Security is often thought of as an insurance policy—something you get to manage risk. What’s less talked about is the ways our security choices can actually enable business and expand what’s possible within organizations. Security can be a tool for resiliency and innovation.
Learning to maximize the value security can deliver typically comes from a couple of key sources: The first of which is from looking inside your own organization and partnering with other leaders to understand both the business needs and workflows.
Interviewing leaders across business units to understand their needs is a powerful first step. The knowledge you gain enables more informed decisions and helps you implement security technologies that support, and even accelerate, success. The other source of learning comes from educating yourself on challenges outside of your organization, specifically focusing on entities that have been victims of attacks.
As security professionals, we must take the hard lessons others have faced and put them to use for ourselves. Looking at how others’ incidents are handled gives you the opportunity to reflect—continually examining and re-examining your security strategies—informed by history rather than theory.

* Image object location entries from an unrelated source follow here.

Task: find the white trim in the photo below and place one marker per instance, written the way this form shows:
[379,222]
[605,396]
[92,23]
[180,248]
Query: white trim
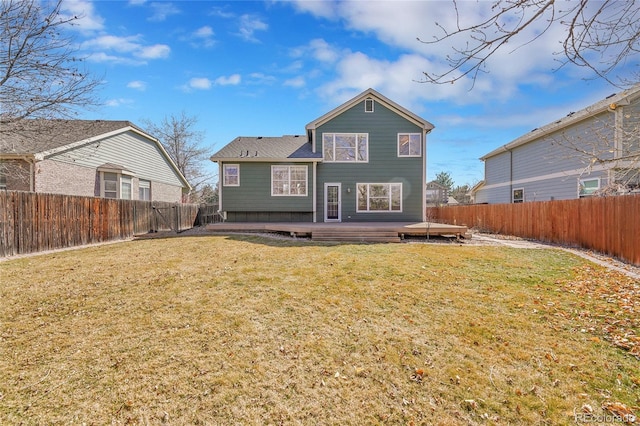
[289,167]
[373,103]
[513,200]
[224,174]
[356,152]
[326,213]
[39,156]
[581,182]
[409,142]
[419,121]
[368,210]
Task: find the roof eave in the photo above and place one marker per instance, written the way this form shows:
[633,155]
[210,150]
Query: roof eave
[603,105]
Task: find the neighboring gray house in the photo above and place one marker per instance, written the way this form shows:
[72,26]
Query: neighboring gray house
[363,161]
[110,159]
[558,161]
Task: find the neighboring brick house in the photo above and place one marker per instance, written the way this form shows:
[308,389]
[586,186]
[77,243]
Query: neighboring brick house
[364,161]
[110,159]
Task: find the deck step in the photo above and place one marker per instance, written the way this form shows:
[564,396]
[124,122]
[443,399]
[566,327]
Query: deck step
[357,235]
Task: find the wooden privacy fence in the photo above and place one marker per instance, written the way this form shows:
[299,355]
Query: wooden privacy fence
[609,225]
[32,222]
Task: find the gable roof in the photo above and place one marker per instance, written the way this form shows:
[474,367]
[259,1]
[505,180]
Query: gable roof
[370,93]
[40,138]
[609,103]
[252,148]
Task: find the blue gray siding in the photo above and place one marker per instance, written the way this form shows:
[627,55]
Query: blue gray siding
[384,165]
[252,198]
[550,167]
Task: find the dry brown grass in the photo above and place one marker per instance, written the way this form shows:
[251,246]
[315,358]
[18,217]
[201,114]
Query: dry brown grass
[247,330]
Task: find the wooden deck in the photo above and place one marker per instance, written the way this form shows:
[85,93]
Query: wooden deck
[351,231]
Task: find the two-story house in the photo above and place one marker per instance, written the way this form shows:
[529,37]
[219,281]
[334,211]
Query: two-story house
[364,161]
[591,151]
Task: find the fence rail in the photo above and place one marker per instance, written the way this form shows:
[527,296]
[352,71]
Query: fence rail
[32,222]
[610,225]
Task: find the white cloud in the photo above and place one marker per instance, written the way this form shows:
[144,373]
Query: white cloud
[203,36]
[231,80]
[137,85]
[129,45]
[200,83]
[249,24]
[162,10]
[87,18]
[157,51]
[118,102]
[399,24]
[203,32]
[296,82]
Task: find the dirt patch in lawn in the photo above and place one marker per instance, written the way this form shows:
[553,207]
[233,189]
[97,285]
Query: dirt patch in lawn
[247,329]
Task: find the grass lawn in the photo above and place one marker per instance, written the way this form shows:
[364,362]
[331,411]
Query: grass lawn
[250,330]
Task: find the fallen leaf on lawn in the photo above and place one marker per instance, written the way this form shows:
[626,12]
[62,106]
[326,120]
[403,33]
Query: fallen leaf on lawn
[620,410]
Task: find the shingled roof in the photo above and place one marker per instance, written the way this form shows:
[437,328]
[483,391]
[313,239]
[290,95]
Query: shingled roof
[283,148]
[38,136]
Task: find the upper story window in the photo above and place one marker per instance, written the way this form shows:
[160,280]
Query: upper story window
[518,195]
[588,187]
[409,145]
[345,147]
[368,105]
[231,175]
[115,183]
[288,180]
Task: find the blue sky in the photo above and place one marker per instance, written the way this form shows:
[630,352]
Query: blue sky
[246,68]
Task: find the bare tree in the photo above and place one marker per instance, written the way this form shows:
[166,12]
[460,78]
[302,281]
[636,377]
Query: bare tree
[184,144]
[600,35]
[40,74]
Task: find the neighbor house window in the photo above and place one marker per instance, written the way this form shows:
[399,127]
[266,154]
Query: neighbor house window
[144,190]
[115,185]
[589,186]
[345,147]
[125,187]
[409,144]
[231,175]
[518,195]
[109,185]
[379,197]
[288,180]
[368,105]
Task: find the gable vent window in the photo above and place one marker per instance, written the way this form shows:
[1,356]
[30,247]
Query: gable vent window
[368,105]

Beyond security “insurance” to business enablement
Business leaders who take the old “security-as-insurance-policy” approach mostly view their cybersecurity as an expense line item and a cost of doing business. The reality, though, is that security investments can also be an important cost avoidance method for organizations, protecting the value of the business.
It’s hard to provide a true dollar accounting for the value of a specific cybersecurity investment in advance—if I buy X tool it will save me Y amount of money. However, leaders need to think about their security in ways that go beyond the purchase cost.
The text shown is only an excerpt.